$100K or 100 Days: Trade-offs when Pre-Training with Academic Resources

Apoorv Khandelwal, Tian Yun, Nihal V. Nayak, Jack Merullo, Stephen H. Bach, Chen Sun, Ellie Pavlick

Use this repository to:

determine the best HuggingFace Trainer settings for training your model on your hardware
determine how long training will take

Refer to our paper for further insights about the current state of academic compute, more training times (for several models and GPUs), and for help deciding which GPUs to buy.

Installation

git clone https://github.com/apoorvkh/academic-pretraining.git
cd academic-pretraining

# Install pixi (like conda)
curl -fsSL https://pixi.sh/install.sh | bash

# Install project dependencies (may take a few minutes the first time)
pixi shell

Activate your virtual environment: `pixi shell`

Run our benchmark on your model / hardware

python scripts/benchmark.py --help

╭─ options ───────────────────────────────────────────────╮
│ -h, --help              show this help message and exit │
│ --num-nodes INT         (required)                      │
│ --gpus-per-node INT     (required)                      │
│ --gpu-type {geforce3090,v100,a6000,a40,l40,a100,h100}   │
│                         (required)                      │
│ --model {roberta,pythia-160m,pythia-410m,pythia-1b,...} │
│                         (required)                      │
│ --methods {naive,free-lunch,all}                        │
│                         (default: all)                  │
│ --cmd {run,count,print-incomplete,print-results}        │
│                         (default: run)                  │
│ --slurm, --no-slurm     (default: False)                │
╰─────────────────────────────────────────────────────────╯
# truncated output (run for full lists)

You can first test --methods naive and --methods free-lunch (approx. 10 minutes). If these fail due to memory constraints or you would like to try to reduce training time, you can test --methods all (approx. 2 hours).

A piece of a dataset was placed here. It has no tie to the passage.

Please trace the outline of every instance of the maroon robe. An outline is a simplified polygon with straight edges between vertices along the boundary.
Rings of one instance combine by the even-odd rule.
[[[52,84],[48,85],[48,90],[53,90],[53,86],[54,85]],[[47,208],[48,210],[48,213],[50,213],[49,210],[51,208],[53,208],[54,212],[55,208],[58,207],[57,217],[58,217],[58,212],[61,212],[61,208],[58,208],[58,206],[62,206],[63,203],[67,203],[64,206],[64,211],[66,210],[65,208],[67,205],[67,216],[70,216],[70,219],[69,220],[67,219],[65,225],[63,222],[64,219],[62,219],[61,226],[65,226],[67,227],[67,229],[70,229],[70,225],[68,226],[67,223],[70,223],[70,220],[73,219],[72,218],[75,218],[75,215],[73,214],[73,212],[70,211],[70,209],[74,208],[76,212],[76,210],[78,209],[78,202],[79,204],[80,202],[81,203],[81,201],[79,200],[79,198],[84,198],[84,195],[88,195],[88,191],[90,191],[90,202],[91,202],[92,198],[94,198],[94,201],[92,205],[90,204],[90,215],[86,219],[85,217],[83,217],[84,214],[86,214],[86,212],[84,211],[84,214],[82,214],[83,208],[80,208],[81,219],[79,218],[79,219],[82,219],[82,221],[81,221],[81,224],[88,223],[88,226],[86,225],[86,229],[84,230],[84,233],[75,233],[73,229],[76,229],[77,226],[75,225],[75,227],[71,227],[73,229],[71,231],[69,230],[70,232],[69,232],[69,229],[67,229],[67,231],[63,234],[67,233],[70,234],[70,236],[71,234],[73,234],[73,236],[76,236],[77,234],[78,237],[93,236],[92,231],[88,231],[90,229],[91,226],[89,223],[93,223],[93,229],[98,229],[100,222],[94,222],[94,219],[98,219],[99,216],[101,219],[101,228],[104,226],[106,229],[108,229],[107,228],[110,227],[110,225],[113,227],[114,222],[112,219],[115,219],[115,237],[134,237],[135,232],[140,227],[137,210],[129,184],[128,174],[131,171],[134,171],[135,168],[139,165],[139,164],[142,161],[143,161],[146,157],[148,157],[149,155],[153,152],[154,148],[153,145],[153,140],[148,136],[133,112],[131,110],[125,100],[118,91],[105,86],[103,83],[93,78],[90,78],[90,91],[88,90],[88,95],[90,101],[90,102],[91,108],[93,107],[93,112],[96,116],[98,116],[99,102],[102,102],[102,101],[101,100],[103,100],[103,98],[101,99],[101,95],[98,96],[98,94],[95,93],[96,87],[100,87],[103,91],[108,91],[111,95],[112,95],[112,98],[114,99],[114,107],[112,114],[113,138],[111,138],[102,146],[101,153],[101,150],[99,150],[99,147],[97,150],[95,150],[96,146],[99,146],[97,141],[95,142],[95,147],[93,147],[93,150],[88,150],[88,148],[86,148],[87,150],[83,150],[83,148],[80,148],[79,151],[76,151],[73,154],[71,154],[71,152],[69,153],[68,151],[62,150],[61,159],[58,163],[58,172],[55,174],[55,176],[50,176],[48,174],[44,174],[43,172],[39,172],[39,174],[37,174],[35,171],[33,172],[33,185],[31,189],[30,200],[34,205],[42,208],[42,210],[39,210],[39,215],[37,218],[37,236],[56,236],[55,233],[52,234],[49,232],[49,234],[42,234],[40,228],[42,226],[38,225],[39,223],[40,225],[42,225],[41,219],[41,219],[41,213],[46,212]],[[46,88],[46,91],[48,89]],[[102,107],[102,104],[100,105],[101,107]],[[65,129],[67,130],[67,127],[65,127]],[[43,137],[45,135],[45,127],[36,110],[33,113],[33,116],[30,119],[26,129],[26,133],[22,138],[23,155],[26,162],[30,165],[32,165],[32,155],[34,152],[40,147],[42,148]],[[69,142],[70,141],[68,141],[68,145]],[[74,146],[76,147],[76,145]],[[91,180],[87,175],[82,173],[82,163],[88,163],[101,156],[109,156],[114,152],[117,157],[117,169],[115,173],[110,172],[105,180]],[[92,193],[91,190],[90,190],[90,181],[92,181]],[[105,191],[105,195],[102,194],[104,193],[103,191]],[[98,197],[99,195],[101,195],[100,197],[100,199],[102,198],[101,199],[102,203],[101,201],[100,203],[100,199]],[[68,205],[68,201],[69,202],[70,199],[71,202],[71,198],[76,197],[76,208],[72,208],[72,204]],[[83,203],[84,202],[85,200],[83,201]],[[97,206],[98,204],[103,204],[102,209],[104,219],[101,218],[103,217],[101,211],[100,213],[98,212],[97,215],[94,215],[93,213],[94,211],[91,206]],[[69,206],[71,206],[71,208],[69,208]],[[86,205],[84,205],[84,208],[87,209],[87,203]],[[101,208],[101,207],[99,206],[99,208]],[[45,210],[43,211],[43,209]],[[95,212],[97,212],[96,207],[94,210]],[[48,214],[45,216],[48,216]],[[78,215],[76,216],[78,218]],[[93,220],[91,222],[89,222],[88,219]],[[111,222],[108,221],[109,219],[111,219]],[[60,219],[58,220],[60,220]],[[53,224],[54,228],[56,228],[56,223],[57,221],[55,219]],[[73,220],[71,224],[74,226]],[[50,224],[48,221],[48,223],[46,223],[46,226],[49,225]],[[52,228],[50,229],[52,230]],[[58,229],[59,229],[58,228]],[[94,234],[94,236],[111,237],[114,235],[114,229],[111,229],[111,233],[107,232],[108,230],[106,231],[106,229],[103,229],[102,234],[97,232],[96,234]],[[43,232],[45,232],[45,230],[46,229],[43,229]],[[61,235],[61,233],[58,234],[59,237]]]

--methods all searches our space of efficient training methods (Sec. 3.2.1) and is likely to find gains when the model is large or the GPU memory is small.

For example (run this on specified hardware): python scripts/benchmark.py --num-nodes 1 --gpus-per-node 4 --gpu-type a100 --model pythia-1b --methods all --cmd run

After your results are computed, you can run our scripts to generate the optimal TrainingArguments.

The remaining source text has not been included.